Running a distributed search application in the Amazon cloud

March 24, 2010 | 2 min Read

Doing live presentations is always challenging, isn’t it? Especially here, at EclipseCon, I like to integrate some demo elements in my talks, but in case you are relying on external resources, such as a network, there is always the chance that it is not going to work during your presentation. And that’s exactly what happened when we did our talk on Monday.

For those who couldn’t attend you can find the slides below, for those who were in the room, here is the URL to our distributed demo search application that is still running on the cloud:

cloudle.eclipse.org/search - server has been shut down

We asked the audience at the very beginning of the talk to give us a URL of a website. Then we used g-Eclipse with a small JMX-management extension that we implemented for this talk in order to configure the SMILA framework running on several cloud nodes. (If you don’t know what SMILA is: It is a framework for building search solutions, in our case it was the glue between our exemplary back-end Apache Solr and a small RAP-based search front-end.) The next step was to start the web crawler on this remote machine with g-Eclipse to give it some time to download the web pages below the given URL and to build up an index.

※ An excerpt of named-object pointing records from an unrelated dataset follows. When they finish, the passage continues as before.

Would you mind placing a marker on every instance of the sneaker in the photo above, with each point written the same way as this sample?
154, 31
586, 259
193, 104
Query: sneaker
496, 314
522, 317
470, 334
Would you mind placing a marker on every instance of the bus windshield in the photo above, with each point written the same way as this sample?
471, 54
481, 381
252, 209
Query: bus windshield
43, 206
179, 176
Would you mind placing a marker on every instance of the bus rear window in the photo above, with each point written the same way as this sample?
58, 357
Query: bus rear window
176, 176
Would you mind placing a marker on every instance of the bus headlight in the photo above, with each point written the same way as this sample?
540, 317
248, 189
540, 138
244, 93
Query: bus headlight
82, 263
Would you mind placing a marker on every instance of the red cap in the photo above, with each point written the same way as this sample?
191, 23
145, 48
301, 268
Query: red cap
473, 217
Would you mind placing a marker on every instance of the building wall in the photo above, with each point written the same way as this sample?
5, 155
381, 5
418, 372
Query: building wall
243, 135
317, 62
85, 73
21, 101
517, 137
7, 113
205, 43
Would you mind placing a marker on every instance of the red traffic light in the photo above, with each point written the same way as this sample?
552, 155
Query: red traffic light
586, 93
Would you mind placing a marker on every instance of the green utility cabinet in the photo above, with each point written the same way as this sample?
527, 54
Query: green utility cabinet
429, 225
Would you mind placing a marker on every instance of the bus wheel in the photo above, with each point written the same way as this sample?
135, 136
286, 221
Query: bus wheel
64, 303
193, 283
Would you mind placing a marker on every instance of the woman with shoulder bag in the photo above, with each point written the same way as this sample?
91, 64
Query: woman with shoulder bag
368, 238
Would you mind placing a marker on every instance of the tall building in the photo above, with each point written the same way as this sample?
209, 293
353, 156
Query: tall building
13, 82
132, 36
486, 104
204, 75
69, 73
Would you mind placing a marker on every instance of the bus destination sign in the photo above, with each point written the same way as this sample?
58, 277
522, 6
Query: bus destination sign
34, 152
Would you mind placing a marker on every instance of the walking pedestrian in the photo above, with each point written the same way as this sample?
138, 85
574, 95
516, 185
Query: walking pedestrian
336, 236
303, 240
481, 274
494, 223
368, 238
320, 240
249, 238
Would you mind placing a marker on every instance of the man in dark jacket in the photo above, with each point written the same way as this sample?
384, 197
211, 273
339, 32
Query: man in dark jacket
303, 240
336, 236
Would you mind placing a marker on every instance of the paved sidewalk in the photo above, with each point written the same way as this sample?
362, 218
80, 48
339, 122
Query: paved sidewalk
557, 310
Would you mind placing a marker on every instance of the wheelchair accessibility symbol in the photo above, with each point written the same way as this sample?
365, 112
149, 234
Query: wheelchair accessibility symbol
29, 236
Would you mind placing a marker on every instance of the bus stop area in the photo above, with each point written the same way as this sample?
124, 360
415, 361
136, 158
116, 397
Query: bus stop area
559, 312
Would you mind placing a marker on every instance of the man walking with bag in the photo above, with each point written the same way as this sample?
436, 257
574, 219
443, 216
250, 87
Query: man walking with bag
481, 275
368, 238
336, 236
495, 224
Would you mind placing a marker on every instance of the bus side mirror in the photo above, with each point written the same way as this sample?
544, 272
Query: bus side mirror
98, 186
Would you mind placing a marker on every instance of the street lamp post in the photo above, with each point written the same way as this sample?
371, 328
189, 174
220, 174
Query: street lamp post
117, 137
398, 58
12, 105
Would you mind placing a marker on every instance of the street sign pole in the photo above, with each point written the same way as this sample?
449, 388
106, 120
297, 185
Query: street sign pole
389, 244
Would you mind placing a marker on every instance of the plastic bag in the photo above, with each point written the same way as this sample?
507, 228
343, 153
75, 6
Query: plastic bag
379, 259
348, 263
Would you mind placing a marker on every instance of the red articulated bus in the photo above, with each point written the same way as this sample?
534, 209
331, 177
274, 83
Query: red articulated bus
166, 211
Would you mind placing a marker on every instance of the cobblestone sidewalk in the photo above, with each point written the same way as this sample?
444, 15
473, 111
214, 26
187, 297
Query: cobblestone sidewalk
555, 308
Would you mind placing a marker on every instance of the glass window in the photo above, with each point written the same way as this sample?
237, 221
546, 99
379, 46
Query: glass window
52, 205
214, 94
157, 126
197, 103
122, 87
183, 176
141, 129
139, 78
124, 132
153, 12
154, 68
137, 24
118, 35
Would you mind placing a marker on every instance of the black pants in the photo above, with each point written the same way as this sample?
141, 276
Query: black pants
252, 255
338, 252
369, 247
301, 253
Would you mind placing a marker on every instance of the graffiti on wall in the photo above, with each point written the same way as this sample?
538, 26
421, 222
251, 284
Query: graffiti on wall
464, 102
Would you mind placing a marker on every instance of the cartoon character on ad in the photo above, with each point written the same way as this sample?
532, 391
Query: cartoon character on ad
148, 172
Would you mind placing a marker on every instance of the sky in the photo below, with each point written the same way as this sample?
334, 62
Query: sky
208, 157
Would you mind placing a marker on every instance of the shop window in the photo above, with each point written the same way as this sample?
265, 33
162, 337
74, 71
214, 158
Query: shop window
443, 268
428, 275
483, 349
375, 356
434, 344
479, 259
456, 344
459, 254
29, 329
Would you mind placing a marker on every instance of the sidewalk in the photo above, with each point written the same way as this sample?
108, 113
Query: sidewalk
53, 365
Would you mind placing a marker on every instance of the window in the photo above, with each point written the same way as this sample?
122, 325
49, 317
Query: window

At that point in time I saw some network timeouts. Not a good sign but maybe only a temporary problem that goes away after some minutes, some minutes that we were using to explain what we did. See the slides yourself:

Our exemplary (and simplified) architecture has one front-end node that is running our little RAP search-UI, and several back-end nodes, each of them with a search index of its own and crawling a different set of URLs. At the end of the talk it was planned to make the remote machines known to each other and that means in this case that the front-end needs the addresses of the back-end nodes. Once again, we used g-Eclipse to add the other back-end nodes to its configuration.

Just for the records… it worked well when we tested it before the talk, and it worked immediately after it. Unfortunately we had some kind of weird network problems in our session.